Neuropsychopharmacology advance online publication, 05 July 2006; doi:10.1038/sj.npp.1301127.

Neuropsychopharmacology. 2006 Jul 5; [Epub ahead of print]
PMID: 16823391 [PubMed - as supplied by publisher]
http://www.ncbi.nlm.nih.gov/entrez/query.fcgi?db=pubmed&cmd=Retrieve&dopt=AbstractPlus&list_uids=16823391&query_hl=7&itool=pubmed_docsum

Interesting research indeed but its a damn shame that the media is using these findings to perpetuate this "marijuana is a gateway drug" bullshit. Once the mind has been introduced to any psychoactive substance chances are that it will be more prepared for any other psychoactive substance. Besides, if I was a lab rat given a life-time supply of pharmaceutical grade diamorphine I would go fucking wild.

Opioid tolerance is dependent on past or present usage and most importantly individual biochemistry. These are the safest, most effective pain relievers known to man but unfortunately law and society prevent many people from getting the opioids and relieve they are entitled to. Due to media hype and ignorance many doctors are reluctant to prescribe opioids even to those who really need them.

Faultydesign,
I am assuming your prescription is for 5/500 hydrocodone/APAP. This is the lowest dose available and simply isn't suitable for treatment of moderate to severe pain. If you get relief from 30mg of hydrocodone then ~20mg of instant-release oxycodone should provide relief at a similar level. So long as you don't look like a fiend you should be able to tell your healthcare provider that your current prescription just is not working very well.
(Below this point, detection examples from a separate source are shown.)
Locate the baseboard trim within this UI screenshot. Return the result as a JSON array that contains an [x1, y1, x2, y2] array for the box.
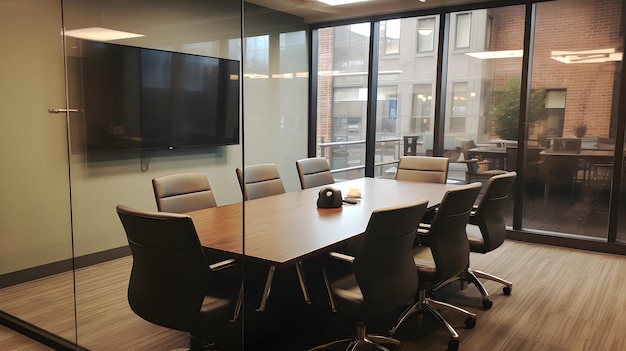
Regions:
[[507, 228, 626, 256], [0, 311, 89, 351], [0, 246, 130, 289]]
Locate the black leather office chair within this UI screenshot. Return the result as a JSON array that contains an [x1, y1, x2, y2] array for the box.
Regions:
[[313, 201, 428, 350], [235, 163, 285, 200], [116, 205, 232, 351], [389, 182, 482, 350], [463, 172, 517, 308], [296, 157, 335, 189], [396, 156, 450, 184]]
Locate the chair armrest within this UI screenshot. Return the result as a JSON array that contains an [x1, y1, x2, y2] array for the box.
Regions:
[[329, 252, 354, 263], [209, 258, 235, 272], [470, 205, 478, 217]]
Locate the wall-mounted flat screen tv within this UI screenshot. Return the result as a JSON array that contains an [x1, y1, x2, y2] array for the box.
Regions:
[[71, 40, 239, 153]]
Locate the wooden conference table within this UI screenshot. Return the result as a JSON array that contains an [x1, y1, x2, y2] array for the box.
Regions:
[[187, 178, 458, 311]]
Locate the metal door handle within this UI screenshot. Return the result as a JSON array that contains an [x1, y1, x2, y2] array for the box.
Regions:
[[48, 108, 80, 113]]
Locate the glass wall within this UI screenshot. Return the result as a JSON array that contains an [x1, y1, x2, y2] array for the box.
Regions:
[[0, 0, 76, 349], [0, 0, 243, 350], [524, 0, 624, 238], [310, 0, 625, 246]]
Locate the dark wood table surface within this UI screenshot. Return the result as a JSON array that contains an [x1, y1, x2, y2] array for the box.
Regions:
[[187, 178, 458, 265], [187, 178, 458, 314]]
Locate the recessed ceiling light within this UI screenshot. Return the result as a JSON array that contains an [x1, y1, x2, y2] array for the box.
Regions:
[[61, 27, 145, 41], [319, 0, 369, 6]]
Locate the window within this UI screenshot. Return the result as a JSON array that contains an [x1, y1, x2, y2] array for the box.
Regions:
[[416, 17, 435, 53], [380, 19, 400, 55], [454, 12, 472, 49]]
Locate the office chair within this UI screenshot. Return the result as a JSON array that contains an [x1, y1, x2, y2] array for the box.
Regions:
[[389, 182, 482, 350], [396, 156, 450, 184], [235, 163, 311, 308], [463, 172, 517, 308], [235, 163, 285, 200], [296, 157, 335, 189], [152, 173, 217, 213], [312, 200, 428, 350], [116, 205, 231, 351], [152, 173, 235, 270], [403, 135, 420, 156], [459, 158, 507, 184]]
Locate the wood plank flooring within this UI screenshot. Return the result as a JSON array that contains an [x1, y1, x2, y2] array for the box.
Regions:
[[0, 241, 626, 351]]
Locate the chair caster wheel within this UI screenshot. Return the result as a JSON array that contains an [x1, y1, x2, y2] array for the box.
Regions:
[[483, 299, 493, 309], [466, 317, 476, 330], [448, 340, 459, 351]]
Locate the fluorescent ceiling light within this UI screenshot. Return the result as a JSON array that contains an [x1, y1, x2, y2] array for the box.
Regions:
[[550, 48, 623, 64], [319, 0, 369, 6], [465, 50, 524, 60], [417, 28, 433, 36], [65, 27, 145, 41], [317, 69, 402, 77]]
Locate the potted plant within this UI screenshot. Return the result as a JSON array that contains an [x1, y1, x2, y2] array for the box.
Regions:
[[572, 121, 587, 138], [489, 77, 547, 140]]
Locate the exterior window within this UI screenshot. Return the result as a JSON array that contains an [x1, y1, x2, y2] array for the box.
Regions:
[[452, 82, 468, 117], [454, 12, 472, 49], [416, 17, 435, 53], [380, 19, 400, 55], [485, 16, 493, 50], [449, 82, 468, 133], [545, 89, 566, 137]]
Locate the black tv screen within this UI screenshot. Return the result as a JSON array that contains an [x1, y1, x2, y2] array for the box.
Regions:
[[72, 40, 239, 153]]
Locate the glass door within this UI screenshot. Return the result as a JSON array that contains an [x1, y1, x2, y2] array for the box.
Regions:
[[0, 0, 76, 349], [63, 0, 243, 350]]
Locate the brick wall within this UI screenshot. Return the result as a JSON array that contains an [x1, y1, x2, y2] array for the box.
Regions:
[[493, 0, 623, 136]]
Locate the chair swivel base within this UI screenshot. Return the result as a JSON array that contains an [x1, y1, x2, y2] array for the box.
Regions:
[[462, 268, 513, 308], [389, 290, 476, 351], [309, 322, 400, 351]]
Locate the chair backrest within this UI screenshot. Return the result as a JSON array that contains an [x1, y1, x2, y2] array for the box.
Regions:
[[461, 140, 476, 160], [505, 145, 544, 172], [403, 135, 420, 156], [296, 157, 335, 189], [152, 173, 217, 213], [116, 205, 209, 332], [396, 156, 450, 184], [470, 172, 517, 253], [236, 163, 285, 200], [428, 182, 482, 284], [353, 200, 428, 316]]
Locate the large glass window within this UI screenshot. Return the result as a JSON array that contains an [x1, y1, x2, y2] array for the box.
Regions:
[[317, 23, 368, 179], [415, 17, 436, 53], [524, 0, 626, 239]]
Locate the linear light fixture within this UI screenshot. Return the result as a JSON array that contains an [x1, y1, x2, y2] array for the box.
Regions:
[[61, 27, 145, 41], [465, 50, 524, 60], [550, 48, 623, 64], [318, 0, 369, 6]]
You might also mention that you tried a higher dosage successfully but are concerned about the amount of acetaminophen you would be ingesting if you did this frequently. He may be persuaded to prescribe a higher dosage of hydrocodone (they come up to 10mg) or something else entirely. Good luck.

I, kind of, see it as Pot being a gateway to a shitty coke experience, as being compared to no-Pot being a gateway to an excellent coke experience.